Alan Pearce

Personal information
- Full name: Alan James Pearce
- Date of birth: 25 October 1965 (age 60)
- Place of birth: Middlesbrough, England
- Height: 5 ft 8 in (1.73 m)
- Position: Winger

Youth career
- 1982–1983: York City

Senior career*
- Years: Team / Apps / (Gls)
- 1983–1987: York City / 78 / (9)
- 1987–1988: Torquay United / 27 / (2)
- 1988–?: Shildon
- South Bank
- Total:  / 105 / (11)

= Alan Pearce =

English footballer (born 1965)

Alan James Pearce (born 25 October 1965) is an English former professional footballer who played as a winger. He played for York City, Torquay United, Shildon and South Bank.

==Career==
Born in Middlesbrough, North Riding of Yorkshire, Pearce started his career with York City as an apprentice in August 1982. He signed a professional contract with the club in October 1983 and made his first team debut the following month, starting York's 3–2 victory away at Hartlepool United on 26 November. Pearce scored his first goal one week later on 3 December with York's second goal in a 2–0 victory at home to Aldershot. He played a useful part in York's 1983–84 season, making 18 appearances and scoring five goals in all competitions, as the side won the Fourth Division title.
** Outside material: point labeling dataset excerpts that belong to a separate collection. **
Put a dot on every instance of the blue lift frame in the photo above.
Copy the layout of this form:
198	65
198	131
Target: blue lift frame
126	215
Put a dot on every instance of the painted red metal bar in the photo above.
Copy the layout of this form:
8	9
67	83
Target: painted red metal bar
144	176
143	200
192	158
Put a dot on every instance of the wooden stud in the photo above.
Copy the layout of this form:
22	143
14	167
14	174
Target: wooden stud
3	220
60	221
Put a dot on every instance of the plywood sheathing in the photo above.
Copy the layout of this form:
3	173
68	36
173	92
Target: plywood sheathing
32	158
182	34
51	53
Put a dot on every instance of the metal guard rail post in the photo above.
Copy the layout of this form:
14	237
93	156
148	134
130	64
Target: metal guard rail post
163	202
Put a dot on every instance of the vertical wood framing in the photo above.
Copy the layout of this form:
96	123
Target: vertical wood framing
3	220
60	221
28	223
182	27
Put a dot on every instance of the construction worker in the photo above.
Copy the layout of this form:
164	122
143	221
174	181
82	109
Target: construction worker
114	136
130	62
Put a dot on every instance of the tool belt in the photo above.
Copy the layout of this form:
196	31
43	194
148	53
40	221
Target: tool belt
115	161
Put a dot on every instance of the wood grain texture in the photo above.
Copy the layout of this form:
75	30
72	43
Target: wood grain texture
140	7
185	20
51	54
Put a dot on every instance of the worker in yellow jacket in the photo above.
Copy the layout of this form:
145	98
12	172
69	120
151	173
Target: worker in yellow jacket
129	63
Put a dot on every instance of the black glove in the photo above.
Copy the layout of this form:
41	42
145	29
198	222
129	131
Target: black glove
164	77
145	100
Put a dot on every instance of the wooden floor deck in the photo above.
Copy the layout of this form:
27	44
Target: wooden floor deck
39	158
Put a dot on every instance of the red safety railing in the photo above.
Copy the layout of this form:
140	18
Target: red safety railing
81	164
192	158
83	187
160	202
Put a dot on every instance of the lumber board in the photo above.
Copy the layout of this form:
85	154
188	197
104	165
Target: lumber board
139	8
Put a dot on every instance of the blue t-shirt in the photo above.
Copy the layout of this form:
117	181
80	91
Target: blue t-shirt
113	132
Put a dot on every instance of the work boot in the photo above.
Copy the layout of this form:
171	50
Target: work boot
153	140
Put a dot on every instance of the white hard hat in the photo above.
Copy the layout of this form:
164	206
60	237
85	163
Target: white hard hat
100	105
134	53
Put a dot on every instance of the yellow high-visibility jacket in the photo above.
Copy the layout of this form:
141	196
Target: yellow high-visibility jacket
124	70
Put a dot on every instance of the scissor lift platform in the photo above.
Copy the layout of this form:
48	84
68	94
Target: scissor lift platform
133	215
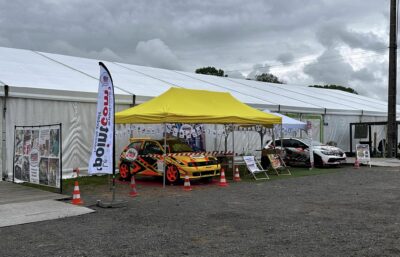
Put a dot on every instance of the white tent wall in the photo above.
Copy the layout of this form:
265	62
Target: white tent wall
78	122
338	129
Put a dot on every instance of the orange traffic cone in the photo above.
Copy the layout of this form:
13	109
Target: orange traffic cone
133	191
236	178
186	185
76	197
356	164
222	181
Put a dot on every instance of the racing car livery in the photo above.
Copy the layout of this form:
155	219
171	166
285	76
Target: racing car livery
145	157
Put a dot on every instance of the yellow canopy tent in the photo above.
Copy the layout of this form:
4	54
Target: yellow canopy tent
179	105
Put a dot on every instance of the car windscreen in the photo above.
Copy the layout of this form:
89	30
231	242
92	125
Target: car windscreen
178	147
315	143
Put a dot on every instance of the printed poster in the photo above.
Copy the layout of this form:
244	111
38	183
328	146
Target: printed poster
37	155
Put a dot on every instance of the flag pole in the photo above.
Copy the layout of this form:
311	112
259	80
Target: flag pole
114	203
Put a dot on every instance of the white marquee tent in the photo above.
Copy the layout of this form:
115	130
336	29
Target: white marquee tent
42	88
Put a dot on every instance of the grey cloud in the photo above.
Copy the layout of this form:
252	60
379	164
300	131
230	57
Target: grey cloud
257	70
193	34
332	35
156	53
235	74
364	74
329	72
285	58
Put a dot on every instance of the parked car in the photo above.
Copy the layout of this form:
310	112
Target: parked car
296	151
144	156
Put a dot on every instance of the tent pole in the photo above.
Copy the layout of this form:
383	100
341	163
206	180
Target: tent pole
233	150
165	152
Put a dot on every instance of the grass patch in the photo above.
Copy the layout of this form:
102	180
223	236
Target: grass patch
295	171
94	181
68	184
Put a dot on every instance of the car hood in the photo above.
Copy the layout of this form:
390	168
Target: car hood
327	148
192	158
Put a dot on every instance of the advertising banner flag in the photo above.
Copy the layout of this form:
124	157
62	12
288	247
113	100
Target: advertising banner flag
101	160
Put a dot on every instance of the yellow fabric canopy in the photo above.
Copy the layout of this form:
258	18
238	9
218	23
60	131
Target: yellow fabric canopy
178	105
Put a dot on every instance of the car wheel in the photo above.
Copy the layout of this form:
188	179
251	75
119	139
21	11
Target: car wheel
125	171
172	174
318	161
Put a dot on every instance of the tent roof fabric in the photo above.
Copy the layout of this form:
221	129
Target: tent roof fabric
38	70
179	105
289	123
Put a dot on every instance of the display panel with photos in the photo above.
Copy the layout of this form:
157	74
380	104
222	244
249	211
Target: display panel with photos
37	155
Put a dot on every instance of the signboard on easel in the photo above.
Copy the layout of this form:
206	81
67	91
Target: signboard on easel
363	154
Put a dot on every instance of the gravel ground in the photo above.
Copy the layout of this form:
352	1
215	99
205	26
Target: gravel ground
346	213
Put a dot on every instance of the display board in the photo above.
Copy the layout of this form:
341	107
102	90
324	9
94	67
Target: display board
363	154
37	155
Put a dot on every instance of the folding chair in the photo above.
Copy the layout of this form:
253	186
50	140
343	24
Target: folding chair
278	165
254	167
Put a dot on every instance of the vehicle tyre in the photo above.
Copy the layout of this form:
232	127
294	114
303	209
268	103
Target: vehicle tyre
172	175
318	161
125	171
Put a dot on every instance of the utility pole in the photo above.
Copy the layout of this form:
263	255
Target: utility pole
392	124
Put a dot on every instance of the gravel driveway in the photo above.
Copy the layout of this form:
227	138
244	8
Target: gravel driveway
346	213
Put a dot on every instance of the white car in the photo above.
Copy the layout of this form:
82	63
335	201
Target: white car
296	152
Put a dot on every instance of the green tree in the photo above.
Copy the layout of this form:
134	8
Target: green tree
336	87
268	77
211	71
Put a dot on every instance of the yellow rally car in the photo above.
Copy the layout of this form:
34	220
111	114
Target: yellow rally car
144	156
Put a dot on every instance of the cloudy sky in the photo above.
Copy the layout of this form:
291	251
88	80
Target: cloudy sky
301	41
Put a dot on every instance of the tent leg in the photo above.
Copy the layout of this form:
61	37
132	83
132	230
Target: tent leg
233	151
165	152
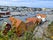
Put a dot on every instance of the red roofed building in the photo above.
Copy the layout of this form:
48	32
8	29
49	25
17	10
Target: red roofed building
19	25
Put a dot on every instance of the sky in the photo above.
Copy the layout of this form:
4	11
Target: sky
28	3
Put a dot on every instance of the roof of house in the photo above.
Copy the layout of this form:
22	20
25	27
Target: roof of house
42	15
18	21
33	19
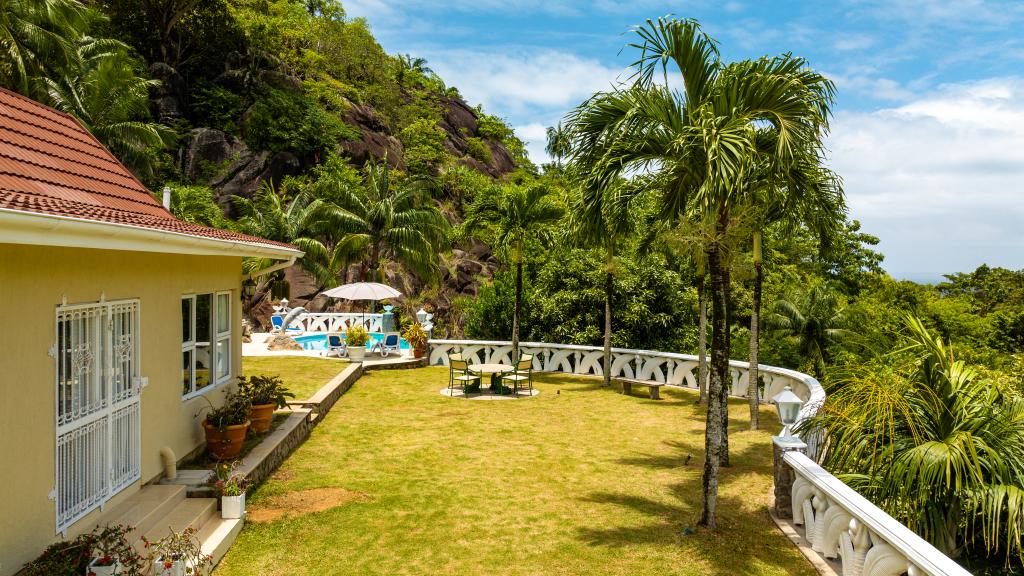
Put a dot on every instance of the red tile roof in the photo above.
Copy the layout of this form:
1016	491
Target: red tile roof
50	164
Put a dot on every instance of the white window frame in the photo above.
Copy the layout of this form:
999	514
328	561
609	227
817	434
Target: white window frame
216	336
117	413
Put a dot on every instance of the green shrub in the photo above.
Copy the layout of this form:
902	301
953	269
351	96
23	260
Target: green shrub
217	108
424	146
479	150
287	120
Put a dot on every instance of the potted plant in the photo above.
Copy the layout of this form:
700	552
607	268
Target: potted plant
231	489
266	394
356	338
417	338
177	553
113	552
226	426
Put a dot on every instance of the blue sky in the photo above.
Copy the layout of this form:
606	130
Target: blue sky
929	127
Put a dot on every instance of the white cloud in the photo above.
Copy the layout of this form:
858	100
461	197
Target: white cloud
525	83
940	179
536	136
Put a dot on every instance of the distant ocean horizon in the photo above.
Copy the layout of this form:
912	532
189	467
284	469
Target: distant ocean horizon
921	277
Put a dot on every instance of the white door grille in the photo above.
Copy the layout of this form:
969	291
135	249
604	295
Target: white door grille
97	406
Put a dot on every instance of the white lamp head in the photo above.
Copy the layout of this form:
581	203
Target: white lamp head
787	404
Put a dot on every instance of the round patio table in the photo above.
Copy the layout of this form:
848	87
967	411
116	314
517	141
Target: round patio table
496	371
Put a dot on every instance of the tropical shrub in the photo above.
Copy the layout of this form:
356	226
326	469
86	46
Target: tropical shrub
938	447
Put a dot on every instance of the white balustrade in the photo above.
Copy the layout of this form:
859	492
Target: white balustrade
338	322
844	526
665	367
840	524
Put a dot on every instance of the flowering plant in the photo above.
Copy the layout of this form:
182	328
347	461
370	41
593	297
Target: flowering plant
177	547
228	484
112	545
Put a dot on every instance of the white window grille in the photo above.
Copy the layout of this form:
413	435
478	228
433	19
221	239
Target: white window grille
206	341
97	405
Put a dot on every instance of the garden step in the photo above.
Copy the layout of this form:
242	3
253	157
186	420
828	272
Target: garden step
190	511
218	535
144	508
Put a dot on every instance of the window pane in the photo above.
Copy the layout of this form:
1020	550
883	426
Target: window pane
186	371
203	311
203	366
223	358
185	320
223	313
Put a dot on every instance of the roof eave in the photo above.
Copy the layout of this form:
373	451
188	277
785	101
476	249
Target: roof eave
18	227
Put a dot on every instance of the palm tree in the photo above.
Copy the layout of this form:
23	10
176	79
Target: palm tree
701	145
558	145
815	319
387	222
37	40
514	216
410	65
603	218
938	447
109	96
306	221
801	193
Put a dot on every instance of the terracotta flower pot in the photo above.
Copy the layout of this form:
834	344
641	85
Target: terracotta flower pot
260	417
224	445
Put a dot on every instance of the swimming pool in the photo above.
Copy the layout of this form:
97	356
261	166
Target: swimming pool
318	341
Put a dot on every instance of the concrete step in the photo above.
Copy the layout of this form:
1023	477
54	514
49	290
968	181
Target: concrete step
193	512
218	535
144	508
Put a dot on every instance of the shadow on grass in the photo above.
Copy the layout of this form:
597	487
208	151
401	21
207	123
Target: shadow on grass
739	545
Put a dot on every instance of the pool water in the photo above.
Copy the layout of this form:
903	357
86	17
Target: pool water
318	341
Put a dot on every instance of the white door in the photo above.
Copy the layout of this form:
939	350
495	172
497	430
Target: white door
97	406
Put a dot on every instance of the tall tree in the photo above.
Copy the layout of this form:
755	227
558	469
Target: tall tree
801	193
514	216
558	144
933	443
701	144
603	218
388	221
815	319
304	220
108	92
37	40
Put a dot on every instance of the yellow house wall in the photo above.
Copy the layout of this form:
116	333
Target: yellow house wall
34	280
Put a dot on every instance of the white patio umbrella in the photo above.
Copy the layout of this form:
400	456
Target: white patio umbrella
364	291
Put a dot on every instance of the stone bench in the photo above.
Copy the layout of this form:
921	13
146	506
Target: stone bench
654	387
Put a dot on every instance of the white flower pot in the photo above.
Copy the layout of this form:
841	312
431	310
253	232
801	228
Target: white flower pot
232	506
356	354
177	568
94	570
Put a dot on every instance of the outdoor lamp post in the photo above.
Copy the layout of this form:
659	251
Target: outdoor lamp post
788	406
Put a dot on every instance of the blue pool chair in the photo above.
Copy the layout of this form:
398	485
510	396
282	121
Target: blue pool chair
387	344
336	344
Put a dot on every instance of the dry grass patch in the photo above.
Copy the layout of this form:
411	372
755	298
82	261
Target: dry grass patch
302	375
582	482
302	502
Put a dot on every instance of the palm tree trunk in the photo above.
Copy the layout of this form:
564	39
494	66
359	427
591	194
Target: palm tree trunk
720	367
608	287
702	340
515	314
752	388
727	354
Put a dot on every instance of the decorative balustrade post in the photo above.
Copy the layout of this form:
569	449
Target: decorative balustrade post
784	476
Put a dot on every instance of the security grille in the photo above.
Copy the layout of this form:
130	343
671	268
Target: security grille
97	406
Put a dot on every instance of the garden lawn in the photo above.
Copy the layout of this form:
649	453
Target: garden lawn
302	375
401	480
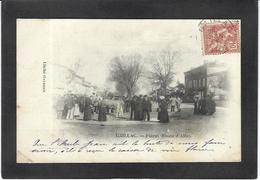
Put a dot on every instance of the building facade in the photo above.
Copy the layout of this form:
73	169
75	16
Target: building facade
209	78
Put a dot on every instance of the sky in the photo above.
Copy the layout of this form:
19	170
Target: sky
94	43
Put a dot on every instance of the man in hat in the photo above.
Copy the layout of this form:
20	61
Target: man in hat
196	104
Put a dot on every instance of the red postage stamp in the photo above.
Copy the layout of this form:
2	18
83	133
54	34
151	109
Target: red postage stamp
221	38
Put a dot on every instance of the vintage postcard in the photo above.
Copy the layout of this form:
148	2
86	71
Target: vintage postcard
128	90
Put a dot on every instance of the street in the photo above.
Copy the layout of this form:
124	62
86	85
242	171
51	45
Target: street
180	122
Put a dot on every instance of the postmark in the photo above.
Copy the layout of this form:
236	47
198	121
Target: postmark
220	38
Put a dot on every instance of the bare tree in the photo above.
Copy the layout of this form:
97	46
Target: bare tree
125	71
162	73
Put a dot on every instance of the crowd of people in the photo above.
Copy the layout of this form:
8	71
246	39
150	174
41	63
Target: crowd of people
138	107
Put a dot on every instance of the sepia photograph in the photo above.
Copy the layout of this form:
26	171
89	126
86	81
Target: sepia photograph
128	90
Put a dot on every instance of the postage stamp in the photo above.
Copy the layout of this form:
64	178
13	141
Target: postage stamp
221	38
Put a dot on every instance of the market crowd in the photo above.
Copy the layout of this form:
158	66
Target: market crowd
138	107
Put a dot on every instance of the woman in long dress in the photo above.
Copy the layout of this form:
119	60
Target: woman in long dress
163	113
119	109
102	112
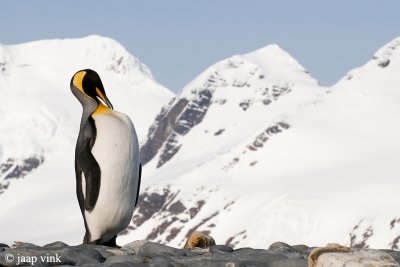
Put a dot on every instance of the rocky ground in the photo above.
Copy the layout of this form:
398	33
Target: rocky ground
145	253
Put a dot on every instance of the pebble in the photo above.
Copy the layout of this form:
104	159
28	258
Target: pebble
149	254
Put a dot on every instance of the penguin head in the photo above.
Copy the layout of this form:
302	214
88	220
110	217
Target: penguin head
86	85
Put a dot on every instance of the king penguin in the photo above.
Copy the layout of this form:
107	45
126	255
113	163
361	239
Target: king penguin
107	162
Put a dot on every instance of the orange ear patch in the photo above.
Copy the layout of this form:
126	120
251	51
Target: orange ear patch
78	78
101	109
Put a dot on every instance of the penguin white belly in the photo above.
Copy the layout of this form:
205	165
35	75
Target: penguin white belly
116	150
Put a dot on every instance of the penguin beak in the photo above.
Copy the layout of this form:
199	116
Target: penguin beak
104	98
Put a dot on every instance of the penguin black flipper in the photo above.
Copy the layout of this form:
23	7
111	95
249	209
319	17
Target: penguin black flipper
87	167
140	180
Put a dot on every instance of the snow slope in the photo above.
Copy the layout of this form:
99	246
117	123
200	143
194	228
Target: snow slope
255	151
252	151
39	125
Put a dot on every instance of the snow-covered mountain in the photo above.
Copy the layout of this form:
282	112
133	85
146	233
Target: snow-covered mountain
40	122
254	151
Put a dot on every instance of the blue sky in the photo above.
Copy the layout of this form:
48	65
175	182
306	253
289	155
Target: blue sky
178	39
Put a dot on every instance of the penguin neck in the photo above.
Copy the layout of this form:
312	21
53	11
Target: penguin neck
89	107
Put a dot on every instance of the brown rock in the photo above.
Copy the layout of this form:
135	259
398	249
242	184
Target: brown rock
199	240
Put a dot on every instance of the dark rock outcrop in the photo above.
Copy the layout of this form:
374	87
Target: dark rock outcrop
145	253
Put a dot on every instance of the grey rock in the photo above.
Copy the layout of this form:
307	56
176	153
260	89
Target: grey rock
57	244
124	264
107	252
82	255
4	245
151	249
395	254
357	258
301	249
131	259
221	248
24	245
297	262
160	262
280	247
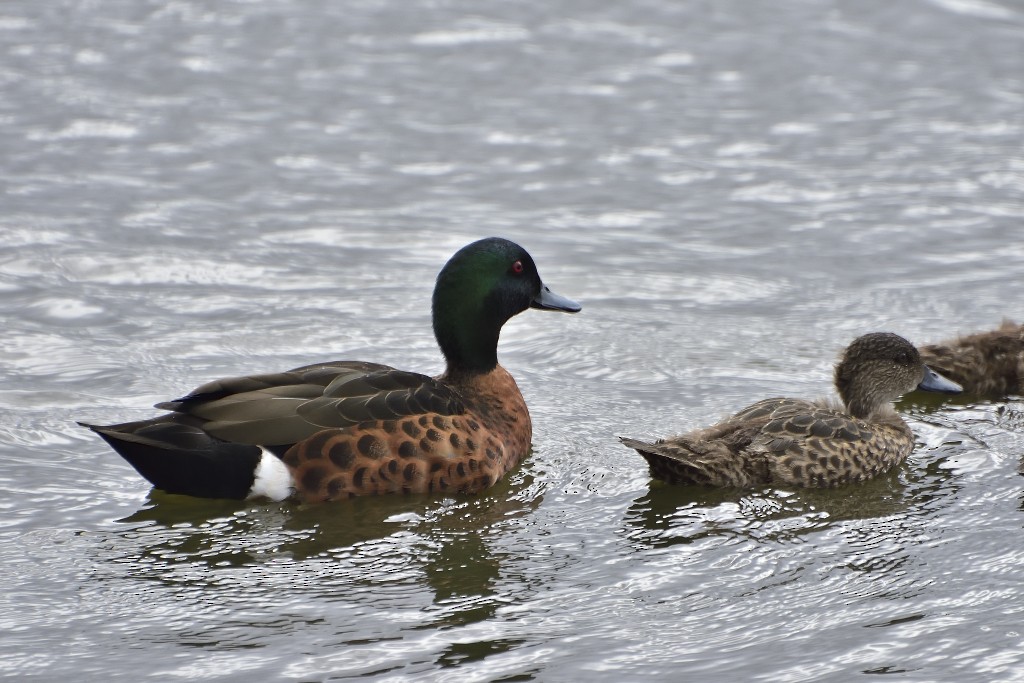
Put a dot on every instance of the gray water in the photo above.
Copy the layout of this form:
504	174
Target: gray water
732	189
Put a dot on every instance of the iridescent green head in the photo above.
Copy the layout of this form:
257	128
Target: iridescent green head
481	287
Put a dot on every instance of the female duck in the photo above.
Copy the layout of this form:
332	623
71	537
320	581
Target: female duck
988	364
803	443
346	428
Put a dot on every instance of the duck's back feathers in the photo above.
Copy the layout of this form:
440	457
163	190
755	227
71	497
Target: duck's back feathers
987	365
804	443
778	440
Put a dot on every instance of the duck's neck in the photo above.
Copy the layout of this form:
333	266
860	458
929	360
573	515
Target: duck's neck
467	333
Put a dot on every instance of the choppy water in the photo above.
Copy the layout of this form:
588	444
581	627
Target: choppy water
732	189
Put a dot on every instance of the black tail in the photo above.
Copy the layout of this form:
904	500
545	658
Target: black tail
179	458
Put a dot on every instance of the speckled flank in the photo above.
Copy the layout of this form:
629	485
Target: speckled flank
804	443
988	364
420	454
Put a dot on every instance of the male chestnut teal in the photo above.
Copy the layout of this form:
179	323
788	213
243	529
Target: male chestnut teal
988	365
788	441
345	428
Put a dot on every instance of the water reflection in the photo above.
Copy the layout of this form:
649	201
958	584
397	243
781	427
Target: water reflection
442	544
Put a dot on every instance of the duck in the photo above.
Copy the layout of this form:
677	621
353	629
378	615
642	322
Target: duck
345	428
796	442
987	365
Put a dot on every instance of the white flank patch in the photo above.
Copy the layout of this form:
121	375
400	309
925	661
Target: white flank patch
272	478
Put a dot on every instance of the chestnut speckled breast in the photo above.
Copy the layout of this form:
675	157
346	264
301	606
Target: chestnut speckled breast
988	365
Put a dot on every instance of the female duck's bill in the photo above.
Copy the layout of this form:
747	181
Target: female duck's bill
346	428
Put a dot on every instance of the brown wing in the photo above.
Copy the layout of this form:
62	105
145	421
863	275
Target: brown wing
282	409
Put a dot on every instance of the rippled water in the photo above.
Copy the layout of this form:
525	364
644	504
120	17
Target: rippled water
733	190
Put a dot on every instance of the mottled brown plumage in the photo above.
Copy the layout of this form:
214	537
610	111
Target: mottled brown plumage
347	428
807	443
988	365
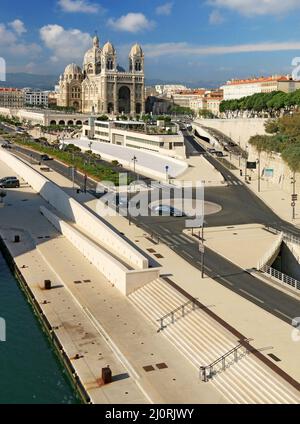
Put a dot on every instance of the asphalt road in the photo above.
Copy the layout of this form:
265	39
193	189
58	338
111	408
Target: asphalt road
240	206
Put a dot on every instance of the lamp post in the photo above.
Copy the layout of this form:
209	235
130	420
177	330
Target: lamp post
258	181
134	160
294	195
167	173
202	249
246	160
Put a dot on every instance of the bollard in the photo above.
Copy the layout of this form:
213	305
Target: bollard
47	285
106	375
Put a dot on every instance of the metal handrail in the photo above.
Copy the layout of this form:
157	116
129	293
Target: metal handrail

In York's first season back in the Third Division, 1984–85, Pearce made 29 appearances in all competitions. Pearce's season was brought to a premature end after breaking a leg while playing for the reserve team in April 1985. This kept him out of action until the 1985–86 season, with his return to the team coming on 19 November after starting York's 2–0 victory over non-League Morecambe in an FA Cup first round replay. Pearce made another eight appearances for York that season, in which he scored one goal. Having competed with Brian Pollard and Tony Canham for York's left wing position he converted to playing left back during the 1986–87 season. His first game in this position came on 20 December 1986 in York's 1–1 draw at home to Fulham and after this missed two games before the end of the season, which he finished with 35 appearances in all competitions.

Having made 92 appearances and scored 10 goals for York in all competitions, Pearce and York teammate Sean Haslegrave were allowed to join Torquay United of the Fourth Division on a free transfer in August 1987. He scored two goals in 27 league appearances for Torquay in the 1987–88 season. He left the club at the end of the season and went on to play non-League football with Shildon and South Bank.